Others are likely to follow, said Richard W. Miller, an associate professor of theology at Creighton University, a Jesuit school in Omaha. “Regardless of whether he says ‘divestment,’ I think it puts enormous pressure on Catholic universities,” Professor Miller said. “I think it puts pressure on all universities.”
The United Church of Christ announced its resolution to begin divestment of church funds and pension money two years ago, becoming the first major religious body in the United States to vote for divestment. (“It’s not a competition,” said the Rev. Jim Antal, the conference minister of the Massachusetts Conference of the United Church of Christ and an environmental leader in the denomination.)
The encyclical casts climate change as an issue that not only is scientifically important but also has moral and spiritual implications. It also ties the issue to others, such as caring for the poor, who are expected to bear the brunt of more extreme weather and rising sea levels. Depicting climate change as a moral issue resonates deeply with many climate activists.
Union Theological Seminary officials see divestment of its $108 million endowment from stocks linked to fossil fuels as a moral act more than a political or economic one, said the Rev. Serene Jones, the seminary’s president. “We don’t think that divesting our little endowment is going to change what the oil companies do,” she said. “We did it because it was the right thing to do.”
Karenna Gore, director of the seminary’s new Center for Earth Ethics, said the moral approach could help people understand that even if actions like divestment do not have a profound effect on the fortunes of fossil-fuel companies, “it makes it a matter of personal integrity and institutional integrity.”
“We don’t say, ‘Don’t recycle a can because it makes no difference,’ ” she said.
Mr. Antal, who said he was inspired by the work of the climate activist Bill McKibben and his group 350.org, said his early efforts had been arduous.
He said he had spent 200 hours negotiating with the director of United Church Funds and the church’s pension board, which initially opposed the resolution calling for divestment. And when it was done, he recalled, he came under attack from the columnist and Yale Law School professor Stephen L. Carter, who accused the church of hypocrisy, writing, “Once we get supply and demand straight, the coal miner is a lot less ‘responsible’ for greenhouse gases than the suburban family that crowds into the S.U.V. to attend Sunday services.”

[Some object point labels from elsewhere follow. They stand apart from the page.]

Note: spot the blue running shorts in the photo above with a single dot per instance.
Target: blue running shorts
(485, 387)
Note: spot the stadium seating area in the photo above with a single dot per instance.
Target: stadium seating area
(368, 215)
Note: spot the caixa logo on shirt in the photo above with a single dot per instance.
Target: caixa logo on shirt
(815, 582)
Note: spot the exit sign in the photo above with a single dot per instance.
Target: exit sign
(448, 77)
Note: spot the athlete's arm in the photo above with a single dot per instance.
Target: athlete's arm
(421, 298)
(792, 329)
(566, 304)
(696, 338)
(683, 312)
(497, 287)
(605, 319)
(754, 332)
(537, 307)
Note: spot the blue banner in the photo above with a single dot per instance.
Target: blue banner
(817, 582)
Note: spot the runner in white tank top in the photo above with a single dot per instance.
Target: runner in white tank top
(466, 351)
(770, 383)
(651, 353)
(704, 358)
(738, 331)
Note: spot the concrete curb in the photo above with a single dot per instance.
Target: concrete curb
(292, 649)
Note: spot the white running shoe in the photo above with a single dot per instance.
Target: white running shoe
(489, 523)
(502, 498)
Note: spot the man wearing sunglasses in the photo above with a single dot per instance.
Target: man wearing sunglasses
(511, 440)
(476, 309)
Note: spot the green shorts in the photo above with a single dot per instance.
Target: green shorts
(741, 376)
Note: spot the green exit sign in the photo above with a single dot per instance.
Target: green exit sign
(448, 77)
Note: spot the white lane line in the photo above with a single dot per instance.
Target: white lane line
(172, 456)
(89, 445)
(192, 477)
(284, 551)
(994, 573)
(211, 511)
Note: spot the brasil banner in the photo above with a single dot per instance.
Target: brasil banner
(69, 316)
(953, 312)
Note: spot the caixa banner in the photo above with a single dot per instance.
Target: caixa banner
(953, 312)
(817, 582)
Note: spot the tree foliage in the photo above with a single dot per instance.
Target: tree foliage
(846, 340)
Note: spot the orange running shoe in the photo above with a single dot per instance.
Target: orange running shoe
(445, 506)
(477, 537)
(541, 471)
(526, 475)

In an interview, Mr. Antal acknowledged that he and others advocating changes in energy production were still using fossil fuels. “Here I am sitting in an airport,” he noted.
But the goal, he said, was to work for the kinds of changes that will limit global warming and head off its worst effects.
In a written response to Professor Carter, Mr. Antal said that the denomination’s churches did call for changing personal habits of consumption and had “long known that when engaging in social critique, the first place to look is at our own complicity.”
He and his colleagues, he said, “are doing everything we can to leverage the release of the encyclical.”
Tomás Insua, a graduate student at Harvard who is involved with the Global Catholic Climate Movement, a coalition of nearly 100 Catholic organizations, said he expected a wave of divestment demands. In the future, he said, “it will be very hard for Catholic universities to counter divestment asks quoting the encyclical.”
William Patenaude, who has written the blog Catholic Ecology since 2004, said that whether or not institutions changed their policies or divested, the encyclical would have an effect by “inspiring people to talk about issues that they may not have felt comfortable talking about.”
The discussion might get “a little hot,” Mr. Patenaude said, and no one knows where that may lead. But, he added, “I’m glad we’re having that conversation.”